All communication flows through the platform. Neither party gets the other’s contact information until both have confirmed intent to proceed to an offer. The platform observes every message, every response time, every non-response, every stage transition, every decline reason, every outcome. Closed-loop data on both sides of every hiring conversation.

Job boards lose visibility the moment a candidate clicks apply. Recruiters lose visibility the moment they send an introduction. ATS systems see one side of the conversation. TalentSync sees both sides, end to end, from introduction to hire or decline, with structured feedback at every stage.

This data makes the scoring function better over time, because you can calibrate compatibility scores against actual hiring outcomes rather than proxy metrics. It makes the matching algorithm better over time, because you can measure which ensemble strategy produces the best results for which market segments. And it makes gaming the system harder, because the platform can detect ghosting, bait-and-switch, and off-platform hiring.

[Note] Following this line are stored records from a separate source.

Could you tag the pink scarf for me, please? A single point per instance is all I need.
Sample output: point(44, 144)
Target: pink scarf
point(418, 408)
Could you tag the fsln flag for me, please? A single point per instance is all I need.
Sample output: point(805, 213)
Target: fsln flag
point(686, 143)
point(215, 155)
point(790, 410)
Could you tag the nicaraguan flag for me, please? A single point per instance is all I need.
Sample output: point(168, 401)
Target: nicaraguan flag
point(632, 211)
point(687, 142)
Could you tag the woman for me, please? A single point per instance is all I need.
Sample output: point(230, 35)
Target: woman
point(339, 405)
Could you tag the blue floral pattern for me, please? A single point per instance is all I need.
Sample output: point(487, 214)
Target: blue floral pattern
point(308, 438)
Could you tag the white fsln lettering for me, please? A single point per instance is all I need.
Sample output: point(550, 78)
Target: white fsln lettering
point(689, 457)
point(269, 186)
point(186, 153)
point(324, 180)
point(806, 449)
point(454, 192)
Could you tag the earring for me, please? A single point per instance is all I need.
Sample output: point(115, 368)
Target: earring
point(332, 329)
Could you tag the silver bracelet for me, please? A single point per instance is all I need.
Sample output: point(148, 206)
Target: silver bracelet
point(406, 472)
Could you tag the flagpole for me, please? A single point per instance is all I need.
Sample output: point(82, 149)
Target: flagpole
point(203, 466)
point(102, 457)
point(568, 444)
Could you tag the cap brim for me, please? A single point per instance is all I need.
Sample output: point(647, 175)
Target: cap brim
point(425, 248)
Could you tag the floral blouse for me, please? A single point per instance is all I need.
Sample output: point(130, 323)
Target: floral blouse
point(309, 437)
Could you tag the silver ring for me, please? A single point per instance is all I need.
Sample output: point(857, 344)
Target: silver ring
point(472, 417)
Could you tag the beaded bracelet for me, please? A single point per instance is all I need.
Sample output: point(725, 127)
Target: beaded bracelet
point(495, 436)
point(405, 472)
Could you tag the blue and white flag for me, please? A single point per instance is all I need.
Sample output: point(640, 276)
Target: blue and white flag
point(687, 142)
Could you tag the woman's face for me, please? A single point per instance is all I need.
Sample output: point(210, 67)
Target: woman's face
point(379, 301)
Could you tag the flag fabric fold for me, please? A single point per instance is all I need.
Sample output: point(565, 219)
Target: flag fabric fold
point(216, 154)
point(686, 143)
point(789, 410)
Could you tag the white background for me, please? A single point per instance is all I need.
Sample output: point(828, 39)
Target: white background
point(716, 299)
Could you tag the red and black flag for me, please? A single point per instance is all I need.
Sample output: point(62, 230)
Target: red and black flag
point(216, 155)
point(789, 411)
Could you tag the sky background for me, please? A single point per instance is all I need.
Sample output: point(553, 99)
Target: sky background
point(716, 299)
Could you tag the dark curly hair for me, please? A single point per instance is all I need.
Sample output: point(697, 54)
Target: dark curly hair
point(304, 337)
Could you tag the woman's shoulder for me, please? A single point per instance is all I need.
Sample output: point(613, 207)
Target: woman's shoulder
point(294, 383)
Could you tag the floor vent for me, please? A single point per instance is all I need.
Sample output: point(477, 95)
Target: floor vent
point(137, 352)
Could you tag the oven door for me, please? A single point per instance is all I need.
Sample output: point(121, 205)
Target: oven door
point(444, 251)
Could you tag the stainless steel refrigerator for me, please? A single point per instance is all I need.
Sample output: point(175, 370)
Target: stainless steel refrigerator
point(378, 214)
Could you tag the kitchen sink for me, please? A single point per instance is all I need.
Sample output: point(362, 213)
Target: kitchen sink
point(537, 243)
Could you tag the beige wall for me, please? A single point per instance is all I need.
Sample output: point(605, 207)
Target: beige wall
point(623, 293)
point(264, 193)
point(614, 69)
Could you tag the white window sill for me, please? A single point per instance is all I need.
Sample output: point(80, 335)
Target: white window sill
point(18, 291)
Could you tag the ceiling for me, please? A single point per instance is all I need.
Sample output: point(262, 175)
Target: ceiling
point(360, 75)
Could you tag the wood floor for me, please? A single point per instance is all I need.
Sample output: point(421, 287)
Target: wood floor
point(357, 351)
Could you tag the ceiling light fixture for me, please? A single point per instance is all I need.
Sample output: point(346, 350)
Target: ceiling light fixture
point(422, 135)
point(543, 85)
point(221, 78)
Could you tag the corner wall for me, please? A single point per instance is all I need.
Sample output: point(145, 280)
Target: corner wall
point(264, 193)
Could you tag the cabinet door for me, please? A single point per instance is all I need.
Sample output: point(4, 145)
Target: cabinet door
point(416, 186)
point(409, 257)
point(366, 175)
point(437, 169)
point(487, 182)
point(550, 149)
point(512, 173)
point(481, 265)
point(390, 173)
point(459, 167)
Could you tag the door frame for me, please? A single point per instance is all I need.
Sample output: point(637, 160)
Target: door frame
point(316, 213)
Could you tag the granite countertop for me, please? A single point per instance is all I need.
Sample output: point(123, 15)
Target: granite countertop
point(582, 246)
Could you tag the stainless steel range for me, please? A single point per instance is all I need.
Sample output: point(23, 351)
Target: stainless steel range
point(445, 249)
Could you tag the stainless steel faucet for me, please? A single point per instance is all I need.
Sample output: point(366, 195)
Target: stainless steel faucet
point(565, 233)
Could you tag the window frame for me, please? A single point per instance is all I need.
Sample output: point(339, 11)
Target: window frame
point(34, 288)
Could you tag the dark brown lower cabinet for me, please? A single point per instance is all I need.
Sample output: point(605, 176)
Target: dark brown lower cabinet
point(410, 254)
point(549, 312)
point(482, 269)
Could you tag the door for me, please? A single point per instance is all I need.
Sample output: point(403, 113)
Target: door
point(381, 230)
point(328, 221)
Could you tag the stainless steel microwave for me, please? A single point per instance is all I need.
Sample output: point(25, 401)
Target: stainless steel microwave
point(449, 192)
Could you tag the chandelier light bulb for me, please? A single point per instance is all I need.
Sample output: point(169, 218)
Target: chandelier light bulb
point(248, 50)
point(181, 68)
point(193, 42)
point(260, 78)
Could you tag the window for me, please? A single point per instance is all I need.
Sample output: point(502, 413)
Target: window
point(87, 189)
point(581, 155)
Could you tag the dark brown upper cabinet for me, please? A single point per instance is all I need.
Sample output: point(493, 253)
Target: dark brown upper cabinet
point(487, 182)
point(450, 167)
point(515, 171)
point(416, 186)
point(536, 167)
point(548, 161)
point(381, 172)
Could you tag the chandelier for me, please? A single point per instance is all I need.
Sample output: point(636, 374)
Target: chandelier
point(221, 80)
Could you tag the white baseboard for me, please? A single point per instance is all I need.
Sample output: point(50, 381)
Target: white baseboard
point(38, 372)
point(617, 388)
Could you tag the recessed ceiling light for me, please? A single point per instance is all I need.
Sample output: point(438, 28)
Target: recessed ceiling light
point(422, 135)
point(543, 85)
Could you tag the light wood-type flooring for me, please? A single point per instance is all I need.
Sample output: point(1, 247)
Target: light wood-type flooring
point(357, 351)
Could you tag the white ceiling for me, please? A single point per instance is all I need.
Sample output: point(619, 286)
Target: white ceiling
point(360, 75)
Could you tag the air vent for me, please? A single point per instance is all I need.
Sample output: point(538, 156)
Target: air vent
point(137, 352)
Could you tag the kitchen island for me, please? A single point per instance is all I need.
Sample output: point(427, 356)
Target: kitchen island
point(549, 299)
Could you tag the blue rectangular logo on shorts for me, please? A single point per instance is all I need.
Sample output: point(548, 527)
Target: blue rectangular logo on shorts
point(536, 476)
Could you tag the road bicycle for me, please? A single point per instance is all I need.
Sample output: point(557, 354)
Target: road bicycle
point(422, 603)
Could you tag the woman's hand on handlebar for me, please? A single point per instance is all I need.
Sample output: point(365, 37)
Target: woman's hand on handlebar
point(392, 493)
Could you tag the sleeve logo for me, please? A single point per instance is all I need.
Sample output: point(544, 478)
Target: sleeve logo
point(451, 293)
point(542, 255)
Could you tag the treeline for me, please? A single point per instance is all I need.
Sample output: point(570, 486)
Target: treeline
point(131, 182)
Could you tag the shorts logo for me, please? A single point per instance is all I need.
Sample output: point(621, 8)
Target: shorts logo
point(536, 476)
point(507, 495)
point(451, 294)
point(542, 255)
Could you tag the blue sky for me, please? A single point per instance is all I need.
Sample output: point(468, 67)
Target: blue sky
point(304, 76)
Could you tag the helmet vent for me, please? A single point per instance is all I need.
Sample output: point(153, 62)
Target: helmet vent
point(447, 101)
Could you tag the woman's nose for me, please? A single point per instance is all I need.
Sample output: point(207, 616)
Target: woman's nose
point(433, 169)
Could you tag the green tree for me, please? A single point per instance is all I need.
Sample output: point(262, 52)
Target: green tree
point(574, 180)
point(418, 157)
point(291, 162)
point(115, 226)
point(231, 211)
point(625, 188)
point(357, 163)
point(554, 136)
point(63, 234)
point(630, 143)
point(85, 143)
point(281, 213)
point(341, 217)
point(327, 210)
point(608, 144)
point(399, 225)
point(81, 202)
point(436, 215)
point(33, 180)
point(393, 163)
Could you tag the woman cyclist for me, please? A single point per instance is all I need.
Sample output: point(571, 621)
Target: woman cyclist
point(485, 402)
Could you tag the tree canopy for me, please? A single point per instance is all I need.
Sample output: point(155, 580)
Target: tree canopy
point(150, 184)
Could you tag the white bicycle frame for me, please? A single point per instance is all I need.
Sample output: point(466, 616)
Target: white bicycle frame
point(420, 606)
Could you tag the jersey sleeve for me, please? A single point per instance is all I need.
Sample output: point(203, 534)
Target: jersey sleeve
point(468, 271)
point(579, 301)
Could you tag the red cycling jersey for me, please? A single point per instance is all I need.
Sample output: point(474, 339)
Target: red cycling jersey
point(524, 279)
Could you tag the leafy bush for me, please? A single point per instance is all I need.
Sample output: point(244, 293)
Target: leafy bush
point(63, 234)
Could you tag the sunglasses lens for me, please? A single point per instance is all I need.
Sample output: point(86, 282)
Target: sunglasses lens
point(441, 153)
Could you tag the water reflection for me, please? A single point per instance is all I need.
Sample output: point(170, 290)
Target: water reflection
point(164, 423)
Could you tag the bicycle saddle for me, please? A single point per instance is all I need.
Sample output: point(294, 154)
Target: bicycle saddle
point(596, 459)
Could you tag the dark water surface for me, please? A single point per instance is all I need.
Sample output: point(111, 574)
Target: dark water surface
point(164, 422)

What Kind of Problem Is This?

Many marketplaces operate on the greedy paradigm—each participant optimizes independently, the platform aggregates results. This works when the resource being allocated is abundant. It fails when the resource is scarce and rivalrous. In that case, independent optimization produces a Nash equilibrium that is Pareto-dominated by the coordinated solution. Everyone would be better off if a coordinator allocated the resource, but no individual has the incentive or ability to coordinate unilaterally.

This is exactly the role a matching platform can play. A coordinator—one that sees the entire market, computes the globally optimal allocation, and distributes it fairly, on evidence, with a mechanism for self-correction built into the structure.

The mathematics is seventy years old. The hiring science is three years old. The combination has not existed before. And the results—95% versus 25% company satisfaction, validated across fifty random seeds, confirmed on three independent real-world datasets, robust to scoring function choice, sustained over fifteen-week lifecycle simulations—suggest that the current state of hiring technology is a failure of imagination. The tools to solve this have existed for a lifetime. Someone just had to pick them up.